In the face of political disintegration and epistemic overload—where people say, “I don’t know what’s true anymore”—the risk is not only political but psychic: the collapse into learned helplessness and internal splitting. As Anne Applebaum warns, the real threat is apathy. In psychoanalytic terms, this is the movement toward psychic retreat, toward fragmentation and withdrawal from the shared symbolic field.

The antidote is not grandiosity or omnipotence, but engagement: small acts of participation that restore agency and relationality. Joining a group, running for local office, even showing up in a shared space—these are not just political acts but reparative ones. They affirm the possibility of symbolisation in the face of chaos. They are, in Melanie Klein’s sense, acts of reparation—attempts to restore meaning, coherence, and the possibility of shared truth.

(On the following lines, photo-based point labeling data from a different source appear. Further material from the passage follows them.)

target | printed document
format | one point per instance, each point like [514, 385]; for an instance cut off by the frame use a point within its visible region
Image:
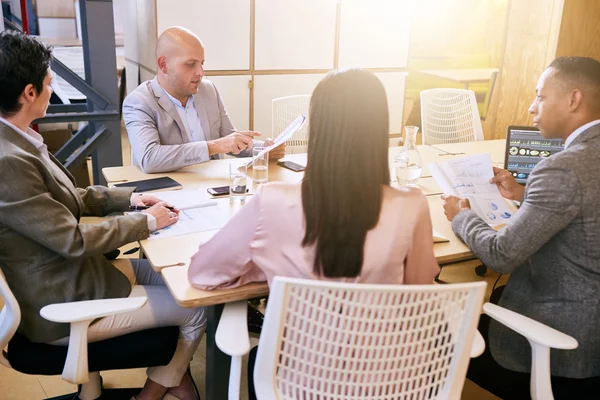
[186, 199]
[194, 220]
[469, 177]
[285, 135]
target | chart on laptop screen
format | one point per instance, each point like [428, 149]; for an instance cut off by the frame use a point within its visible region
[525, 148]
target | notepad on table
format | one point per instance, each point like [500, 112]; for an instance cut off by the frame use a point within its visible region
[186, 199]
[439, 238]
[152, 185]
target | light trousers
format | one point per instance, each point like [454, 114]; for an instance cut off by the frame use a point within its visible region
[160, 310]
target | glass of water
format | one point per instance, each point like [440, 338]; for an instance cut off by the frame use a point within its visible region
[237, 181]
[260, 168]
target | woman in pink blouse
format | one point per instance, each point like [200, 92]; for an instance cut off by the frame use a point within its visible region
[343, 222]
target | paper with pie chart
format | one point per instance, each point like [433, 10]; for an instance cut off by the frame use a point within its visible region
[469, 177]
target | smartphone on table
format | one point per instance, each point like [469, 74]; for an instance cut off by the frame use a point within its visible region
[218, 191]
[291, 165]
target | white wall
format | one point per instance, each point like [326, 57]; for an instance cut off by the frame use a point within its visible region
[296, 37]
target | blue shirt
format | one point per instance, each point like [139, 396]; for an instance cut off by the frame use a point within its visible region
[189, 117]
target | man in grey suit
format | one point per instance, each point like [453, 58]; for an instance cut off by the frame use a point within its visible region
[552, 247]
[49, 255]
[178, 118]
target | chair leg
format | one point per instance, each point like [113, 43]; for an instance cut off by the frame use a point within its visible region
[481, 270]
[93, 389]
[437, 277]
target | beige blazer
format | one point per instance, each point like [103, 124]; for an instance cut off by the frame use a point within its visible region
[157, 134]
[46, 254]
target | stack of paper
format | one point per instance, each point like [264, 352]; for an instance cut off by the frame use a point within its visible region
[469, 177]
[186, 199]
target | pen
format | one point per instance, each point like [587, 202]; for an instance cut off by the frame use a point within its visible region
[141, 208]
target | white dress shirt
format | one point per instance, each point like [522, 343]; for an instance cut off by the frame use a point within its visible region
[578, 132]
[38, 142]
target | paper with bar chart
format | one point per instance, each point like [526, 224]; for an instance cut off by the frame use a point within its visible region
[469, 177]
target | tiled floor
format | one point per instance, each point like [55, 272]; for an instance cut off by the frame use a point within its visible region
[16, 386]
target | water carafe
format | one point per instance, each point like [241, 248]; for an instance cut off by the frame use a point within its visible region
[407, 164]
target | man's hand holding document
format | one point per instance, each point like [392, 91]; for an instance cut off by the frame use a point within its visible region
[468, 177]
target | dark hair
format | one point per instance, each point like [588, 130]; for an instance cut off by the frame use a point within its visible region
[581, 72]
[24, 60]
[347, 166]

In this view, democracy itself can be understood as a system that thrives when its members inhabit a depressive position: where difference is tolerated, conflict is borne, and idealisation gives way to mutual responsibility. Institutional courage, then, is not the absence of fear, but the refusal of psychic foreclosure. It is the work of mourning, thinking, and linking—undertaken not just by leaders, but by anyone willing to stay mentally and ethically present.